Data transfer between nodes

How severe does this issue affect your experience of using Ray?

  • High: It blocks me to complete my task.

I would like to know how to measure time of data transfer between Ray nodes. Let’s say we have two nodes.

import numpy as np
import ray
import time

ray.init(address="auto")

data = np.zeros(1024 * 1024)
o_ref = ray.put(data) # say Ray saves the data in one node

@ray.remote
def foo(o_refs):
    t1 = time.time()
    data = ray.get(o_refs[0])
    t2 = time.time()
    print("time of data transfer between nodes =", t2 - t1)

foo.remote([o_ref]) # say Ray submits the task on other node which the data have to be transferred to

Is this a proper way to measure time of data transfer between nodes? Can I even measure retrieving the data from plasma using this in a single node case?

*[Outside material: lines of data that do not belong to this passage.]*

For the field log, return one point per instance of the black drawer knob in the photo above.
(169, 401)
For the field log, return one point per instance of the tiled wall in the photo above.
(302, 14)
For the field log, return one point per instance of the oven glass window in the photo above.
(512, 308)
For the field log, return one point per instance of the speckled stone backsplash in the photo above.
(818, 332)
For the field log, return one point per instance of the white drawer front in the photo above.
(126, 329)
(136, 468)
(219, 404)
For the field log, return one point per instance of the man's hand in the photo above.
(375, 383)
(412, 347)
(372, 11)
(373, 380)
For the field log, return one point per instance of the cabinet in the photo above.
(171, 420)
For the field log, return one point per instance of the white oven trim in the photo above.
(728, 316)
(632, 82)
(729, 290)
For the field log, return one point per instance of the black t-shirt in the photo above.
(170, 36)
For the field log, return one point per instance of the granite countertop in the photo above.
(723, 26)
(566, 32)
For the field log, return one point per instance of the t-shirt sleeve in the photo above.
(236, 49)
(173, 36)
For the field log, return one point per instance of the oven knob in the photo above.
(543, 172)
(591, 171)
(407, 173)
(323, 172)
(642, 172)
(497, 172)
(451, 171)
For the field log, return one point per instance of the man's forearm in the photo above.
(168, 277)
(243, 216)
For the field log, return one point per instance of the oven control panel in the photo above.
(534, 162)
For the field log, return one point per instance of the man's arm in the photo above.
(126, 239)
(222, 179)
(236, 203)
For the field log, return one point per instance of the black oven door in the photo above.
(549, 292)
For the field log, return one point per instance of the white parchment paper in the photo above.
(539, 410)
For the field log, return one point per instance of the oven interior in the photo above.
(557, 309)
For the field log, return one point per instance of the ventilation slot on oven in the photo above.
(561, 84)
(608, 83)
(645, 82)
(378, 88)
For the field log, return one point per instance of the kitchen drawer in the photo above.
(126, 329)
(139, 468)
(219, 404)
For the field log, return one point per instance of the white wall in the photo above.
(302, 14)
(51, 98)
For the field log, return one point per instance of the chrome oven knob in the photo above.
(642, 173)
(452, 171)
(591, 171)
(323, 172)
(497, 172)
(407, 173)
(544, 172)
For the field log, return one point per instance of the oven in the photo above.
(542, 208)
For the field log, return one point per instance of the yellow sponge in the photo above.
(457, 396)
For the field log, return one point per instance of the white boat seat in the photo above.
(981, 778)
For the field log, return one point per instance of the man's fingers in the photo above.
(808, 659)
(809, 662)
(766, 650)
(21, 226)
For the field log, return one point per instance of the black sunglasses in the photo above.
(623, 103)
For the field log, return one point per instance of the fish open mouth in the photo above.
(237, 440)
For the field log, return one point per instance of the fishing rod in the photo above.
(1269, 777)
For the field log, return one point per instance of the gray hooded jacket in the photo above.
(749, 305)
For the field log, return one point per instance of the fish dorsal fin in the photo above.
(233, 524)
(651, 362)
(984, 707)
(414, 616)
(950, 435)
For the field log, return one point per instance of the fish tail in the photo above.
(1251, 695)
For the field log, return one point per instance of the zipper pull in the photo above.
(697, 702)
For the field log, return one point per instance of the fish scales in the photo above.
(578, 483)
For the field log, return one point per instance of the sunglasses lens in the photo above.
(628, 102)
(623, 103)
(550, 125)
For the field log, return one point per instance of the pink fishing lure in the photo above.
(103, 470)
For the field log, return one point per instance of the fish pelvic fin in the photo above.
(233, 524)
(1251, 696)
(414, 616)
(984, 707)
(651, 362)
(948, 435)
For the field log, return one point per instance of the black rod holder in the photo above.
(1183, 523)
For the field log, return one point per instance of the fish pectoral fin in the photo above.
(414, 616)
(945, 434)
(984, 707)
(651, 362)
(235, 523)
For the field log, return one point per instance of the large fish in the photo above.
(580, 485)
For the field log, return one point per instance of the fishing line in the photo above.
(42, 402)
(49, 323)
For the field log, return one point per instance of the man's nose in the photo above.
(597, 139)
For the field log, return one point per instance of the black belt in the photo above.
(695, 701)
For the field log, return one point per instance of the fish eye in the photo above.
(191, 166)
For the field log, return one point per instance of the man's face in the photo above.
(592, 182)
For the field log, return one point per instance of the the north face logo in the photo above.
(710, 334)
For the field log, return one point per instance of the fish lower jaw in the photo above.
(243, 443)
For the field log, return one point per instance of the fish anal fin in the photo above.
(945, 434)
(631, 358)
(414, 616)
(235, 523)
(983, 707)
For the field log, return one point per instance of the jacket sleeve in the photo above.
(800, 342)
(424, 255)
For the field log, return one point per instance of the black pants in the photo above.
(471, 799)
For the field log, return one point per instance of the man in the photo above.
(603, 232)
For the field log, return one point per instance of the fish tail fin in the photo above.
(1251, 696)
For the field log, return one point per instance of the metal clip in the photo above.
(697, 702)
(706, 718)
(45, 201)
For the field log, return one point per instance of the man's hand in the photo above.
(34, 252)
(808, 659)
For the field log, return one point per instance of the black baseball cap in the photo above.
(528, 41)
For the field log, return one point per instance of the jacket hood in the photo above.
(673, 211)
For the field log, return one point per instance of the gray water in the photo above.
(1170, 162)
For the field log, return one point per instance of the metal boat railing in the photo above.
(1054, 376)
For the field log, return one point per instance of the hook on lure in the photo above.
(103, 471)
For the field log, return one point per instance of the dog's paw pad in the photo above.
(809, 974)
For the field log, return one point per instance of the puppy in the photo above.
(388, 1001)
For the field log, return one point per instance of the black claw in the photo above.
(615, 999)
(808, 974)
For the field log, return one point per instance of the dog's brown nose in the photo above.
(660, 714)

If not, could you please tell me the optimal way to measure time of data transfer?

Thanks in advance!

@Alex, @sangcho, thoughts/comments?

I think this could be a way. Here you pass a list of obj refs, so the task will start immediately, even before the object is transferred.

Keep in mind that if the o_ref is not ready, it will include the time of computation. But I don’t think it’s an issue in your script, since it’s an object created by put.

if the o_ref is not ready, it will include the time of computation

@yic, yes, that is a good point. In my scenario there is no such an issue. I wonder if there are some tools in Ray itself to measure the time of data transfer?

We don’t have a such tool yet. We are planning to do something (that we record the data transfer time for each task state as an output of ray list tasks). It will be highly likely added by ray 2.4 release.

Ray pulls the data when it is needed. So one workaround for now is

  1. Schedule foo in a remote node
  2. Measure time to take for ray.get(o_refs[0]). ray.get overhead is very small, so it is mostly the data transfer overhead.

@yic, @sangcho, got it, thank you!